Contudo, aquele monte intrigava-me. Seria eu realmente o único a vê-lo? Um dia entrei na loja da Monika, uma senhora de idade que para  ocupar a reforma vendia aguarelas e histórias do outro mundo (literalmente: ela acreditava na existência de mundos paralelos, realidades diferentes, cheias de fantasmas e energias benéficas ou  maléficas, consoante eram abordadas correcta ou incorrectamente). Estava nas traseiras, a fumar um dos três charros com que mobilava os dias. A cidade é pequena, mais vila do que cidade, ninguém rouba nada a ninguém (e muito menos à Monika, mas isso é outra história).

- Monika, olá. Bom dia. Como estás?
- Viva, Luís (ela pronunciava Louis, em francês, sem o s final: Lui). Estou para aqui a fazer arrumações. Olha, encontrei qualquer coisa que te pode interessar.

E mostra-me uma aguarela onde estava, claramente representado, o monte que eu continuava a ver e mais ninguém via.

- Não és tu que queres saber o que é isto aqui, ao lado da estação?

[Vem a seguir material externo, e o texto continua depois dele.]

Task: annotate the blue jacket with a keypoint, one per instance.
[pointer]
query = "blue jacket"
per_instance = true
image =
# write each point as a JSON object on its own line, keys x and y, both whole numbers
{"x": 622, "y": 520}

Fiquei paralisado. Monika fora uma das primeiras pessoas, depois do pessoal da estação, a quem eu perguntara que raio era aquilo e uma das todas que me respondera "Monte? Qual monte?'  Era grande, quase da minha altura; a idade não lhe curvara as costas. Embranquecera-lhe o cabelo e avivara-lhe a mirada, só. Há muito vivia sozinha, perdera o rasto ao marido. "Pelo menos neste mundo. No outro sei muito bem o que anda a fazer", dizia-me por vezes, quando eu lhe levava uma garrafa de schnapps local, mirabelle destilada por um vizinho nos tempos livres, que eram todos. O homem estava reformado e não fazia outra coisa se não destilar aguardentes, para ele e para os vizinhos.

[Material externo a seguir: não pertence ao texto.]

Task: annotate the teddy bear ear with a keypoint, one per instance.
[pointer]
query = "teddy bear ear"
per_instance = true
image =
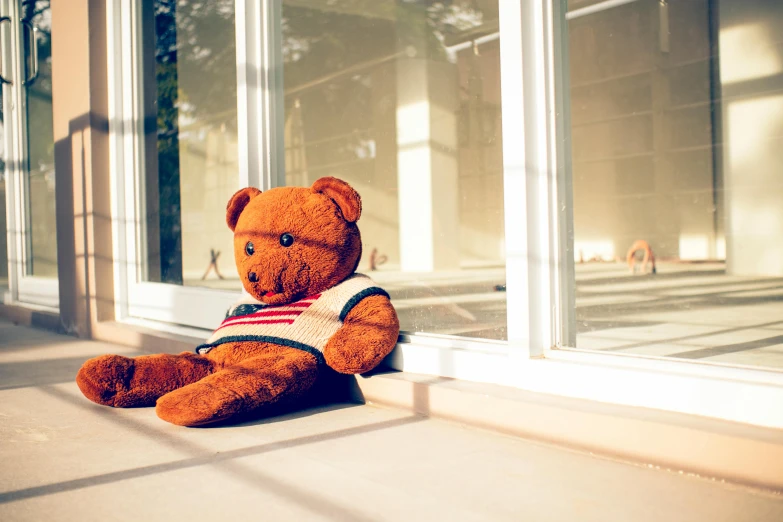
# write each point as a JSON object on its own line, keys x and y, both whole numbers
{"x": 343, "y": 194}
{"x": 237, "y": 204}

- Aquele monte, Lui, chama-se o Monte dos Sonhos Abandonados. Foi começado pelo sacripanta do meu ex-marido, que o Inferno o tenha e o queime devagarinho. Um dia, resolveu abandonar os sonhos incoerentes, os sonhos que não fizessem sentido...
- Nenhum faz.
- Claro. Por isso o monte cresceu tão depressa, inicialmente. Todos os dias ele lá ia deixar um ou dois, mas pouco a pouco os sonhos foram mudando. Começou a sonhar sonhos com sentido, coerentes e verosímeis.
- Contos?
- Exactamente. Contos. Acordava, sentava-se à mesa, escrevia-os numa velha máquina de escrever que o pai dele adquirira a um soldado americano e vendia-os a um jornal daqui. Nessa altura os jornais compravam e pagavam bem, mesmo a pequena imprensa local. Eu ilustrava o que ele escrevia. Vivíamos bem. Todas as noites fazíamos amor. Dizia-me "Os sonhos ficam melhores se forem precedidos de uma boa foda." Volta e meia lá lhe aparecia um sonho incoerente e ele levava-o para a estação. Nesses dias, as histórias eram mais fracas, mas o editor do jornal não se importava: sabia que no dia seguinte a coisa melhoraria. Tens alguma coisa que se beba?
- Não, mas posso ir a casa buscar uma mirabelle.
- Não. Vai antes aqui ao lado ao Joseph e compra-lhe duas cervejas. Diz-lhe que são para mim. - Nunca vi Monika pagar o que quer que fosse onde quer que  fosse, mas a verdade é que toda a gente lhe vendia tudo.

Bebemos a cerveja devagar e em silêncio. Entre dois goles eu olhava para a aguarela. O monte estava lá, claríssimo, mas era impossível definir-lhe a forma. Exactamente como quando eu o via, nas minhas excursões quase diárias à estação.

- A verdade é que o monte deixou praticamente de crescer. O palerma deixou de ter sonhos incoerentes. Um dia acordou, disse-me "Não sei para onde vou, mas sei que não é por aqui", pegou num saco, pôs meia dúzia de camisas, dois pares de calças e um de sapatos lá dentro, meias (o filho da mãe não usava cuecas, vê tu bem), lâmina de barbear, pasta e escova de dentes - pergunto-me para quê, o homem só lavava os dentes quando os morcegos se lhe queixavam do hálito - e foi-se embora. Nunca mais escreveu uma linha, que eu tivesse visto. Durantes uns tempos enviava-me dinheiro, todas semanas, o que significa que estava a trabalhar - gostava de ser pago à semana - mas depois até isso parou. Percebeu finalmente, aposto, que um sonho coerente é como água destilada: é muito útil mas é estéril.

- Então porque não voltou, buscar os sonhos ali amontoados? Estão ali imensos, teria material para muitos anos.
- Não sei. Provavelmente uma história de saias. Se calhar, começaram-lhe as fodas a não ser tão boas... Vai buscar a aguardente, Lui.